Что касается русской литературы, то в Греции в это время она ко мне в руки не попала, за исключением «Рассказа о семи повешенных» Леонида Андреева, в котором я тогда мало что понял. С Достоевским, Толстым, Чеховым и другими русскими писателями я познакомился уже позже, в Америке, где читал их в английском переводе.
Библиотеки в Психико в то время не было. Она появилась только много позже, в 1970-х годах, когда местный муниципалитет приспособил под библиотеку заброшенный дом писателя Космаса Политиса. После войны в среде школьников царила культура «нечитающих». Да и какое могло быть чтение, когда на улицах валялись горы брошенной амуниции и можно было хвастаться перед друзьями своими находками? О литературе мы не говорили, книгами не обменивались, читали втайне друг от друга то, что имелось дома на иностранных языках.
В начальной школе Психико я проучился до десяти лет и, окончив ее в 1945 году, перешел на следующую ступень – в лицей. Лицейское образование я получал в уже упоминавшемся мной «Афинском колледже», созданном с помощью семей Бенакис и Делта. «Афинский колледж» был и остается для греков их собственным «Итоном». Мальчиков записывали туда с рождения. Из «Афинского колледжа» вышли несколько греческих премьер-министров и многие министры, а также большинство греческой профессуры, осевшей в европейских и американских университетах.
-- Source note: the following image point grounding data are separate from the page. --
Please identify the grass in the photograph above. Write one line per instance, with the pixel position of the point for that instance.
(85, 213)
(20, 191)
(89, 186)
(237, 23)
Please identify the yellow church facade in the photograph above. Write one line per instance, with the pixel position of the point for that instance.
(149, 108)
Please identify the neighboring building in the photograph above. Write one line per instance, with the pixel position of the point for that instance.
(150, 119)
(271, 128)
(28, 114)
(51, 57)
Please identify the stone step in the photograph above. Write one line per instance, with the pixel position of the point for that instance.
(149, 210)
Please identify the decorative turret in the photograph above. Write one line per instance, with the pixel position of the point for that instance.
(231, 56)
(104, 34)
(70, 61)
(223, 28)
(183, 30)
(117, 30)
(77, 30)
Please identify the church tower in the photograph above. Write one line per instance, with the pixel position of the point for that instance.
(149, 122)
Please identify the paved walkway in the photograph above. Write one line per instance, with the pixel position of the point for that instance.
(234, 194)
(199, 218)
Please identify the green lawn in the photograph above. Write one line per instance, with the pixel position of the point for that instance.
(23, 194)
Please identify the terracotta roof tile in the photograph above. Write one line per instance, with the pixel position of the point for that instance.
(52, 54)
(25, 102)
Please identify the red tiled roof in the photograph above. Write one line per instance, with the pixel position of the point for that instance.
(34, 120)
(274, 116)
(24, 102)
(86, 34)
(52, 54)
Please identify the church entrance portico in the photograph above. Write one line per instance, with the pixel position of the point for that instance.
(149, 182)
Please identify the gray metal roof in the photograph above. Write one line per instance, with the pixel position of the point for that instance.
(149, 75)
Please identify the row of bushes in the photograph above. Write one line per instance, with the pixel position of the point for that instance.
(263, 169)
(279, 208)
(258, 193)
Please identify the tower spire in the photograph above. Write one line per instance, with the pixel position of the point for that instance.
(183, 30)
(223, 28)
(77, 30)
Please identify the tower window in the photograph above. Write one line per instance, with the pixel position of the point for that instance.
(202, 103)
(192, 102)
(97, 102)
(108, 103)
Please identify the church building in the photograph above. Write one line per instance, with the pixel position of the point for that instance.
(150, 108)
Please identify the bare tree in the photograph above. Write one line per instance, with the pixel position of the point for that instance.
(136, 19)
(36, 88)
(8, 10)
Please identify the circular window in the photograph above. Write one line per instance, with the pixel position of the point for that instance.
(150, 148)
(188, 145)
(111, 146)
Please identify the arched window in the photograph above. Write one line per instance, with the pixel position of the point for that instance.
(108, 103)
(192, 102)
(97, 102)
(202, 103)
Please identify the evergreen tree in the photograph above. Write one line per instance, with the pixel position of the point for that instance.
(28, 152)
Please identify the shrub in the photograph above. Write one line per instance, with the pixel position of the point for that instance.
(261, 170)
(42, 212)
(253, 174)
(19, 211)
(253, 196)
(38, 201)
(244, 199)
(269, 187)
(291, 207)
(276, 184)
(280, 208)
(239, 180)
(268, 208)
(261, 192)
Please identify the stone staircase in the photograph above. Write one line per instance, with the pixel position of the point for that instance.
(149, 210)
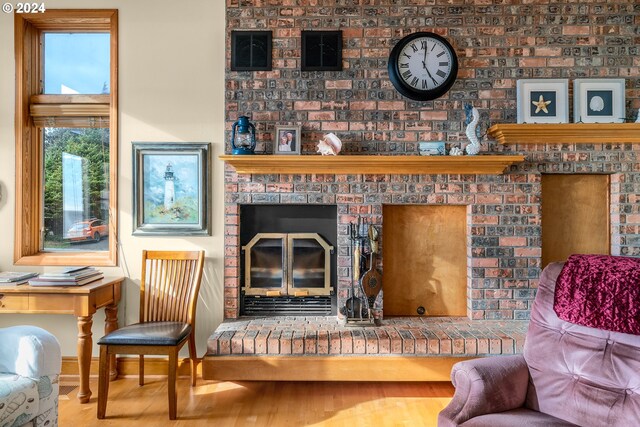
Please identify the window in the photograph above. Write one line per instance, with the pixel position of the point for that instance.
(66, 138)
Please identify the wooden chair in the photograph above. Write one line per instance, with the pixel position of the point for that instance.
(168, 295)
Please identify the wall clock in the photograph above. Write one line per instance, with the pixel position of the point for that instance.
(250, 50)
(321, 51)
(423, 66)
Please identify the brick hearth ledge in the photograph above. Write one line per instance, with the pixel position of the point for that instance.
(398, 336)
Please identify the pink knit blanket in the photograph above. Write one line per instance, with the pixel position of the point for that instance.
(601, 292)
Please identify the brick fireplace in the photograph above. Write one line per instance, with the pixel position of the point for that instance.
(502, 216)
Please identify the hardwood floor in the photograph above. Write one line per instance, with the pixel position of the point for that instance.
(290, 404)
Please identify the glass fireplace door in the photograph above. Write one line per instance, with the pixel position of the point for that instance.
(265, 272)
(309, 265)
(287, 264)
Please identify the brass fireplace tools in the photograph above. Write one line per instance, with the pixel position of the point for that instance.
(365, 285)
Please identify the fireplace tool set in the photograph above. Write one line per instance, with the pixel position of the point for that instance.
(367, 281)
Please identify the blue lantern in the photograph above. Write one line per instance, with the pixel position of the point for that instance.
(243, 136)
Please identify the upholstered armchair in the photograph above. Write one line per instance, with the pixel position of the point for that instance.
(568, 374)
(30, 363)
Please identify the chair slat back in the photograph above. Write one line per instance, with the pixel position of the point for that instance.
(170, 284)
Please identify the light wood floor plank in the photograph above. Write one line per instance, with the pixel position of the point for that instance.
(262, 404)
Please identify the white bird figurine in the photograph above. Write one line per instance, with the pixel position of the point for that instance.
(330, 145)
(456, 151)
(473, 117)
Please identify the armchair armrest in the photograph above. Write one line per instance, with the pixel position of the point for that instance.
(29, 351)
(484, 386)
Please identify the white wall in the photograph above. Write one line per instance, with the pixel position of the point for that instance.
(171, 82)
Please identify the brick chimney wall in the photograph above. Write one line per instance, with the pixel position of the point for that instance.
(496, 44)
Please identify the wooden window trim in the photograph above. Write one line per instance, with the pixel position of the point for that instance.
(29, 148)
В «Афинском колледже» я учился в течение пяти лет, вплоть до 1950 года. Там все же поддерживался определенный баланс между греческой и западной культурами, поскольку мы сочетали освоение греческих классиков с подготовкой к жизни в современном мире с помощью углубленного изучения английского языка. Колледж придерживался американских подходов к образованию. Тогда считалось, что американская система образования более прогрессивная, нежели греческая, не в последнюю очередь благодаря интенсивным занятиям командными видами спорта, формирующими характер и гражданский дух. Должен, кстати, признаться, что к этим занятиям я относился без большого энтузиазма, предпочитая им более древнюю греческую традицию спортивного единоборства. Помню, что особенных успехов я добился в греко-римской борьбе и считался чемпионом школы в своем возрасте и весе.
Кроме того, в организации школьной жизни в «Афинском колледже» использовались некоторые американские практики, призванные формировать у учащихся навыки социального общения и демократического участия. Поэтому в каждом классе был избранный ученик-«президент», который вел тематические обсуждения и координировал разные внеклассные мероприятия. Я был таким «президентом» в своем классе в течение трех лет.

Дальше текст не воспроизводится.